Even Nevada residents who follow prudent financial plans may be unprepared for unexpected developments like lawsuits or medical problems. A small error in judgement behind the wheel could lead to a six figure civil judgement, and doctor and hospital bills can quickly add up. Those who wish to protect assets that were acquired after years of hard work from litigants or creditors sometimes feel that estate planning tools like revocable living trusts are all that they need, but financial experts recommend a more comprehensive approach.
While revocable living trusts allow estates to be administered without going through probate, they provide little in the way of asset protection. Assets can be moved in and out of these trusts freely while the settlors are alive, but they offer few tax advantages and do not shield assets from creditors or litigants.
A simple way to protect assets is to purchase liability insurance. These policies are available from most home or auto insurers, and they generally require an annual premium of about $300 for every million dollars of asset protection coverage.
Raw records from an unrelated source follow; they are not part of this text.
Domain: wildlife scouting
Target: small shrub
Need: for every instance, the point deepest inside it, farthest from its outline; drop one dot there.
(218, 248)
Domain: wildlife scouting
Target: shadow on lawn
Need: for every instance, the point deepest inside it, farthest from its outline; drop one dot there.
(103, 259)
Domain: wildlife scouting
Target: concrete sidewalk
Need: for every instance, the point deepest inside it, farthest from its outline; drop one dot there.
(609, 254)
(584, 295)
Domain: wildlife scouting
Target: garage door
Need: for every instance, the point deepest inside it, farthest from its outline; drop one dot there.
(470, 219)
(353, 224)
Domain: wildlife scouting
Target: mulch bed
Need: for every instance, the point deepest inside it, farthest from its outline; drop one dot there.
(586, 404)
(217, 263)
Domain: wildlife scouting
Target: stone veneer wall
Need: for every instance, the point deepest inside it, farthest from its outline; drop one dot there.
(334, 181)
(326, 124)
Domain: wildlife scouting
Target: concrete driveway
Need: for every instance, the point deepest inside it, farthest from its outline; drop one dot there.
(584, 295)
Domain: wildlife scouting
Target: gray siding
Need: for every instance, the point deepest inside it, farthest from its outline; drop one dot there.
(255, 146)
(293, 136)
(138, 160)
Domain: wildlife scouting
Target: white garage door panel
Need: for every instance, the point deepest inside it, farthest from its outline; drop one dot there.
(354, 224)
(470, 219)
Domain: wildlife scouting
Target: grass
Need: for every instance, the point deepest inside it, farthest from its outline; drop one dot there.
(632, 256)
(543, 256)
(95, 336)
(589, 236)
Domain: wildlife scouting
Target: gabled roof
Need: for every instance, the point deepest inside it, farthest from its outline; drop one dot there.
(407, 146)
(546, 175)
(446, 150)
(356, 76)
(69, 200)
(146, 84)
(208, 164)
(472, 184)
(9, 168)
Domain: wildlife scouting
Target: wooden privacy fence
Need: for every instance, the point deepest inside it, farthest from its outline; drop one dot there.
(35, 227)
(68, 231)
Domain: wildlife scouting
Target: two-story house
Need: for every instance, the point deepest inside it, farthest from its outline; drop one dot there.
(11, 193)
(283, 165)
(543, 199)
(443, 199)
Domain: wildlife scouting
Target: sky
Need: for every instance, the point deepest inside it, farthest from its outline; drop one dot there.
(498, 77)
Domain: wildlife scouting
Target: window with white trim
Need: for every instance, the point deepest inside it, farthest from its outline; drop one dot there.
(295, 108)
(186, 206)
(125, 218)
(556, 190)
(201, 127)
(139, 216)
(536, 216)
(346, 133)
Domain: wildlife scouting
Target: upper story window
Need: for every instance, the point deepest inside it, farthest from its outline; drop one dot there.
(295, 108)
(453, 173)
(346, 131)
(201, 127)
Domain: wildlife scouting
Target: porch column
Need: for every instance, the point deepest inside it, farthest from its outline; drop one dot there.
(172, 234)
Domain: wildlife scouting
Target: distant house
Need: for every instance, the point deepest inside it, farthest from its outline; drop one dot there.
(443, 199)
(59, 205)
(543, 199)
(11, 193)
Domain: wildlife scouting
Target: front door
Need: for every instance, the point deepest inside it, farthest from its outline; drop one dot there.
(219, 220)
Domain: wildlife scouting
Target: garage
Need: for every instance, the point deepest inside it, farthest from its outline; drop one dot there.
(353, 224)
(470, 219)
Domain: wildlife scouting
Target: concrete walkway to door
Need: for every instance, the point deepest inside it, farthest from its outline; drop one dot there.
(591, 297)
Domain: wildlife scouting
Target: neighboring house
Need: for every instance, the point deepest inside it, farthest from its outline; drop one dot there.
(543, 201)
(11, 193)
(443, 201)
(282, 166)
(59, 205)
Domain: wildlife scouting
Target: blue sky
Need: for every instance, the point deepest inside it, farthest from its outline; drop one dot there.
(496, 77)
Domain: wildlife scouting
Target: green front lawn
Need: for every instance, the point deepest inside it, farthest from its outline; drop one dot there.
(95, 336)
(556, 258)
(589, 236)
Some states allow property to be owned 100 percent by more than one party, which places assets beyond the reach of creditors. However, tenancy by the entirety arrangements are not recognized in Nevada,a community property state.
Experienced estate planning attorneys may recommend strategies that are designed to provide control while reducing the probability of conflict, and they may encourage their clients to view asset protection insurance as a component of a broader legal strategy that includes trusts and powers of attorney. Trusts allow assets to be distributed away from the public scrutiny of probate, and powers of attorney can provide individuals with the assurance that important financial and medical decisions will be made by a trusted individual should they become incapacitated.